Is there anything else wrong with this approach that I might have missed?
Working implementation below.
using MacroUtils
macro cached(f)
fun = splitdef(f)
fname = fun[:name]
newfname = gensym(string(fname))
fun[:name] = newfname
args = fun[:args]
# needs to be generated here, otherwise quoting gets wonky
fcall = Meta.quot(quote
get!($(Expr(:$, :cache)), ($(args...),), $newfname($(args...)))
end)
quote
# generate actual function
$(esc(combinedef(fun)))
@generated function $(esc(fname))($(esc.(args)...))
arg_types = Tuple{$(esc.(args)...)}
ret_type = Core.Compiler.return_type($(esc(newfname)), arg_types)
cache = Dict{arg_types, ret_type}()
# TODO store somewhere appropriate
global cfuns
cfuns[($(esc(fname)), $(esc.(args)...))] = cache
$fcall
end
end
end
Good idea: even if what return_types changes, it will remain correct and it will be efficient for efficient functions. You probably want to use an IdDict instead of Dict for the cache. I think it would make sense to add this logic to the Memoize.jl implementation, which I think was originally written before IdDict had type parameters.
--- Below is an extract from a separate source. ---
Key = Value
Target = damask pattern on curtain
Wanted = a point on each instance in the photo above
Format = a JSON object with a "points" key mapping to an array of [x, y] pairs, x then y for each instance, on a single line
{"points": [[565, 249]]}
Interesting, I didn’t even know those existed. I’m not sure I would feel comfortable trusting the compiler to decide which version to use, though. In my particular use case the function call is happening hundreds or thousands of times in the inner loop of a simulation, so I know I want the fastest possible code.
I believe the non-generated path is mainly for when Julia is interpreting the code instead of compiling it - because then it’s faster to interpret the non-generated code than generate the generated code and then interpret that. So I don’t think you need to worry.
Currently the @generated branch is always used. In the future, which branch is used will mostly depend on whether the JIT compiler is enabled and available,
This is the body of the generated function using get! to check for the value and setting it to the calculated value if not present. However, I accidentally used the non-closure form, so the value is actually calculated every time which is pretty pointless if you want to do memoisation…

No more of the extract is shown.